The EsiApp object provides an easy way to play with the ESI Meta Swagger Spec.
It behave almost like the pyswagger app object, but can also return versionned swagger spec as app objects, while caching them.
If you want to use it, you just need to import it and instanciate it. EsiApp.__init__()
takes the following parameters:
Parameter | Type | Description |
---|---|---|
cache | BaseCache | [Default: DictCache instance] The cache instance you want to use, just like EsiClient |
cache_time | int | [Default: 86400] The number of seconds you want to keep versionned endpoint cached. 0 or None mean never expire. |
cache_prefix | String | [Default: esipy] the cache key prefix used within EsiApp. |
from esipy import EsiApp
app_without_cache = EsiApp(cache=None)
app_with_5min_cache = EsiApp(cache_time=300)
Now you created your EsiApp
instance, you can now either use endpoints like the pyswagger App, using .op
attribute then calling that endpoints with an EsiClient
.
You can also get ESI versionned endpoints using the related operationId
as an attribute. For example get_v2_swagger
(Link).
# we use a client created in previous documentation page.
# get all ESI versions available
op = app.op['get_versions']()
res = client.request(op)
res.data
# returns :
# [u'dev', u'latest', u'legacy', u'v1', u'v2', u'v3', u'v4']
# now we'll get the "ESI V2" swagger spec
app_v2 = app.get_v2_swagger
print app_v2
# will display something like:
# <pyswagger.core.App object at 0x0649CA10>
# as the returned object if a fully working pyswagger.App object, we can use it normally
v2_op = app_v2.op['get_universe_system_kills']()
res = client.request(v2_op)
res.data[0]
# returns :
# {u'npc_kills': 94, u'system_id': 30035042, u'ship_kills': 2, u'pod_kills': 2}
# you can also verify that the URL is really /v2/ :
print v2_op[0].url
# returns:
# https://esi.tech.ccp.is/v2/universe/system_kills/
In case you set versionned app to never expire, you can invalidate so they will update on next call.
To do this, you just need to call EsiApp.clear_cached_endpoints()
.
This will invalidate all cached data using the prefix cache_prefix
defined when you initialized EsiApp
. In case you want to invalidate older cached data, or specific data with another prefix, EsiApp.clear_cached_endpoints()

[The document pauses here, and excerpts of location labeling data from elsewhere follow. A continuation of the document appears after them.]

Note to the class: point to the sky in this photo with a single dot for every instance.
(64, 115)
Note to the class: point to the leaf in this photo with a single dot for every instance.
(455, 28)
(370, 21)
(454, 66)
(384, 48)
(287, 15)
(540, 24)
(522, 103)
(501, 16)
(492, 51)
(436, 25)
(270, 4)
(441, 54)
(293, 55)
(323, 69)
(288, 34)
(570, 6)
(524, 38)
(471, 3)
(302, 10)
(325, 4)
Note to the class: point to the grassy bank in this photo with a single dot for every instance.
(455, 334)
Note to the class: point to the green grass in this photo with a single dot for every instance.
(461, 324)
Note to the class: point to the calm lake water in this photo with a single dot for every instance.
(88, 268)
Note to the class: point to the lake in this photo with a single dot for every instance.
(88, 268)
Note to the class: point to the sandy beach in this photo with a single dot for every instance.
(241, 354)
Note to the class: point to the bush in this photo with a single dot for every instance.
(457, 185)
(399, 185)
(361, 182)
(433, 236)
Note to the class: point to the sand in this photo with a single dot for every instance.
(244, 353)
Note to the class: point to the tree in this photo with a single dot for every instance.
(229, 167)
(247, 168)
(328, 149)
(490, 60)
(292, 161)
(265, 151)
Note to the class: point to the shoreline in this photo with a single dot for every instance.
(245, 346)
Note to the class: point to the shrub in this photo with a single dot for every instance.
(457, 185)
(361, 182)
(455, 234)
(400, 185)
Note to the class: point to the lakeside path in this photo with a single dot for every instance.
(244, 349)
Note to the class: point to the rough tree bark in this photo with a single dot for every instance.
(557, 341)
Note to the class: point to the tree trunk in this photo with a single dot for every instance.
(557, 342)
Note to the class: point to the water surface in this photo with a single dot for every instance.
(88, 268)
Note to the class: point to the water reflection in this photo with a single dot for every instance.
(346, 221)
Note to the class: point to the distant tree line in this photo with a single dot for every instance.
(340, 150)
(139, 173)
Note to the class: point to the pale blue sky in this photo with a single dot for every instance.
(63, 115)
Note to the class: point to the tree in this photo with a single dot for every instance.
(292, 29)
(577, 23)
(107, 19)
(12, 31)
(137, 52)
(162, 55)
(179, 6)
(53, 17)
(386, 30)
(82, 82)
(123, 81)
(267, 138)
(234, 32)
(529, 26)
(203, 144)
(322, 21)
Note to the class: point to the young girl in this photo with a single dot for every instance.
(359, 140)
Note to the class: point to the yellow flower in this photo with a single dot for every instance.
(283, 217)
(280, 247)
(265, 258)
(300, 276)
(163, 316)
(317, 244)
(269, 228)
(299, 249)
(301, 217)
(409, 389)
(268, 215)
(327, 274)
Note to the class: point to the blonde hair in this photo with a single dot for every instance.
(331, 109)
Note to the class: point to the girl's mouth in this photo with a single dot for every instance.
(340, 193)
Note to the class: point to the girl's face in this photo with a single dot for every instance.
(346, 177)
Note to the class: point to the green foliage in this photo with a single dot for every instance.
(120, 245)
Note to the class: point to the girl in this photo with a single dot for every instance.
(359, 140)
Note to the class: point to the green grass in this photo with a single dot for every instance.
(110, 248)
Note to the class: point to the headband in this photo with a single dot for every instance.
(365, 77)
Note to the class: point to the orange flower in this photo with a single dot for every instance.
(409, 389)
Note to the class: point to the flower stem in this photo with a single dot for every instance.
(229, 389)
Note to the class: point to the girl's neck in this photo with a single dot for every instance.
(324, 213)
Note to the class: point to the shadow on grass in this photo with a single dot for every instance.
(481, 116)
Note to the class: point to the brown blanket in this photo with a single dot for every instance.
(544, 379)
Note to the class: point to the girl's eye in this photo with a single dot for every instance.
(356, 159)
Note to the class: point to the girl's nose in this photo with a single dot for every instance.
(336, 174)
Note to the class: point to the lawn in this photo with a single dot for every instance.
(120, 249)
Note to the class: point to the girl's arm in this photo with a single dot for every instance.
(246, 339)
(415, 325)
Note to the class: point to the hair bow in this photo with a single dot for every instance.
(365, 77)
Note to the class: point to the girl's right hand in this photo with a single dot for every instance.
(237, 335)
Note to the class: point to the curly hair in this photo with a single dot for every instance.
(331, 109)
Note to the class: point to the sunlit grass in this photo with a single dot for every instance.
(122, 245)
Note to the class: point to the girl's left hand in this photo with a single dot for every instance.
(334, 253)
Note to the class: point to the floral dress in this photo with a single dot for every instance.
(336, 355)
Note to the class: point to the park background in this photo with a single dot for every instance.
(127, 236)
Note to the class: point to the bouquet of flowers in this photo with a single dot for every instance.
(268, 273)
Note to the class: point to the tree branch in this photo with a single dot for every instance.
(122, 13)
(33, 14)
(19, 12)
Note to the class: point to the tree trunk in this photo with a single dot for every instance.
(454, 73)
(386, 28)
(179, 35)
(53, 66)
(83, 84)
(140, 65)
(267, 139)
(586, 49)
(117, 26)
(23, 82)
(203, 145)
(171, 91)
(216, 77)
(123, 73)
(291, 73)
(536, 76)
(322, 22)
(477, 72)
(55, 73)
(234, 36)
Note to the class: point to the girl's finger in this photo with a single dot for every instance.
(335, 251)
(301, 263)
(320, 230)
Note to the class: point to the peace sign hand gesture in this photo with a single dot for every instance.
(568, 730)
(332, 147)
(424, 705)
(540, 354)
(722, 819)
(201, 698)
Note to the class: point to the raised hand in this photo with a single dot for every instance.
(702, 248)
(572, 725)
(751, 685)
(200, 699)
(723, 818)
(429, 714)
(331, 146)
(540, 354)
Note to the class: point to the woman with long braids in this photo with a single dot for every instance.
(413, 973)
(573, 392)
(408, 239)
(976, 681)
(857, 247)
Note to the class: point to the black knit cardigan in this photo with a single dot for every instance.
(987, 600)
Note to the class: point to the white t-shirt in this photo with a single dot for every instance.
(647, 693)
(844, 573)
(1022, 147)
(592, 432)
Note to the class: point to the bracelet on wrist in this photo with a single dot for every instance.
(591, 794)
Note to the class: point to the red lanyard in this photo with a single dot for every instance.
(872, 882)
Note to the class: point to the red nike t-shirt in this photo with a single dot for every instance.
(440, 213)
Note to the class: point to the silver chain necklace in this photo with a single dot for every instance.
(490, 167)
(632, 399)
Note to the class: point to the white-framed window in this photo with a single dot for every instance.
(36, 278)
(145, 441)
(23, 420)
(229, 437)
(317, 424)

also accept an argument prefix
that will enforce the use of a specific cache_prefix instead of using the normal.
app = EsiApp(cache_prefix="foo_v2")
# all cache key will be prefixed with foo_v2.
app.clear_cached_endpoints()
# this will clear all cached data using "foo_v2" as prefix.
# now let's say in another version of your app you had a "foo_v1", you can invalidate them (to free space)
# by using the following code (instead of manually looking for them within your cache or something):
app.clear_cached_endpoints(prefix='foo_v1')
# this will clear all cached data using "foo_v1" as prefix, no matter what you defined in "cache_prefix".